Es war wie in einem guten Western, wie in „Zwölf Uhr mittags“. Wir saßen im Saloon, nahe dem Eingang. Dass irgendwo weiter hinten ein Kläffer unterm Tisch lag, bekamen wir erst gar nicht mit. Dann aber hörten wir ihn hin und wieder, bis sein Frauchen und er aufbrachen und nun in unsere Richtung, Richtung Ausgang, kamen. Der Kläffer kläffte und kläffte, und noch mehr, als er mich sah. Es ging mir auf die Nerven. Ich erhob mich und sagt ihm die Meinung, laut, klar und deutlich, wie das so meine Art ist. Ich hätte sie ihm auch gegeigt, eine richtige Schlägerei im Saloon, ich hatte Lust darauf. Aber Herrchen hielt mich zurück.

 

Wie in einem richtigen Western, wirklich: Totenstille im Saloon, nur der Kläffer und ich. High noon, zwölf Uhr mittags, wenn die Sonne keine Schatten wirft und der Marshal und die Bösen ihre Colts ziehen.
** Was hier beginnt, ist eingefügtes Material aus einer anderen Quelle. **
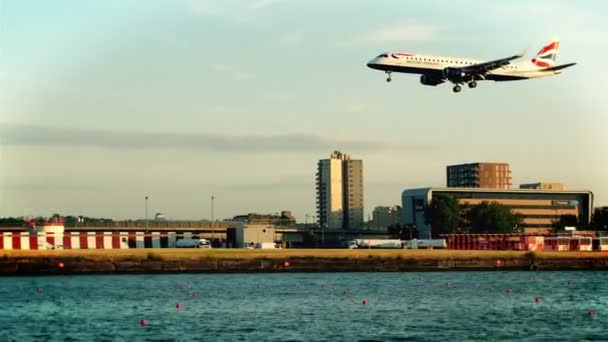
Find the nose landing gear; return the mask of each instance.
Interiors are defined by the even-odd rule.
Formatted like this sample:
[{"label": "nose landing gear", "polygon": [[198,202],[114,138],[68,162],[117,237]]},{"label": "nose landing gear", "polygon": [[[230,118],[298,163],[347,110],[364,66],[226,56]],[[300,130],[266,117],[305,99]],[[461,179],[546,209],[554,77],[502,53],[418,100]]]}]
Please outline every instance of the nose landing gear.
[{"label": "nose landing gear", "polygon": [[386,82],[390,82],[391,81],[391,72],[387,71],[386,74],[388,75],[388,77],[386,78]]},{"label": "nose landing gear", "polygon": [[477,87],[477,82],[475,82],[475,81],[469,82],[469,88],[473,89],[475,87]]},{"label": "nose landing gear", "polygon": [[455,93],[459,93],[462,90],[462,88],[457,84],[454,86],[454,88],[452,88],[452,91]]}]

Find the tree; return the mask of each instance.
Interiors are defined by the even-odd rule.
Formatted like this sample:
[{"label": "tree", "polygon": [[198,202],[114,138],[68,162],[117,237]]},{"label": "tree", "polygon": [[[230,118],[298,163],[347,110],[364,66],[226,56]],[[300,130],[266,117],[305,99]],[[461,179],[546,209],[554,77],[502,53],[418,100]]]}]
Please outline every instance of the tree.
[{"label": "tree", "polygon": [[591,224],[595,229],[608,230],[608,207],[595,208]]},{"label": "tree", "polygon": [[434,197],[425,212],[432,235],[457,233],[461,223],[461,210],[458,200],[452,196]]},{"label": "tree", "polygon": [[515,233],[522,217],[498,202],[481,202],[469,207],[465,217],[471,233]]},{"label": "tree", "polygon": [[391,239],[410,240],[418,237],[418,231],[413,224],[395,223],[388,226],[388,234]]},{"label": "tree", "polygon": [[19,217],[0,218],[0,227],[21,227],[25,225],[25,220]]}]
Dann war er endlich fort, der Kläffer, ich legte mich wieder hin. Sein Frauchen aber kehrte noch einmal zurück und beschwerte sich vorn am Tresen – über mich! Oder eigentlich natürlich über Herrchen.

Herrchen regte das so auf, dass es, hätte sie sich bei ihm direkt beschwert, garantiert zu einer Schießerei gekommen wäre. Herrchen jedenfalls hatte schon entsichert: „Die Frauchen von Kläffern sind selber welche.“

Alles beruhigte sich. Aber wenig später kam ein weiterer Hund herein und wurde von der Wirtin über einen Schleichweg geführt, nur um mir nicht begegnen zu müssen. Als auch der schließlich später den Saloon wieder verließ, ein friedlicher und freundlicher Zeitgenosse, fragte sein Frauchen vorsichtig, ob sie an mir vorbeigehen dürften. Was für eine Frage, natürlich, selbstverständlich, gern. Wir Hunde nickten uns kurz zu, das war es. Wir haben Stil.

Aber diese Kläffer! In unserer Nachbarschaft gibt es auch so einen Fall. Gehe ich an dessen Grundstück vorüber, wird gekläfft, was das Zeug hält. Und des Kläffers Frauchen schaut mich böse an, weil meine Gegenwart ihren Hund erregt, obwohl ich persönlich mich einen Teufel um ihn schere. Na ja, nicht ganz. Ich mache vielmehr manchmal jene verächtliche Geste wie Gery Copper in „Zwölf Uhr mittags“, als er zum Schluss, nach der Schießerei mit den Bösen, vor den feigen Einwohnern von Hadleyville seinen Marshalstern in den Staub wirft. Für große Szenen habe ich einfach etwas übrig.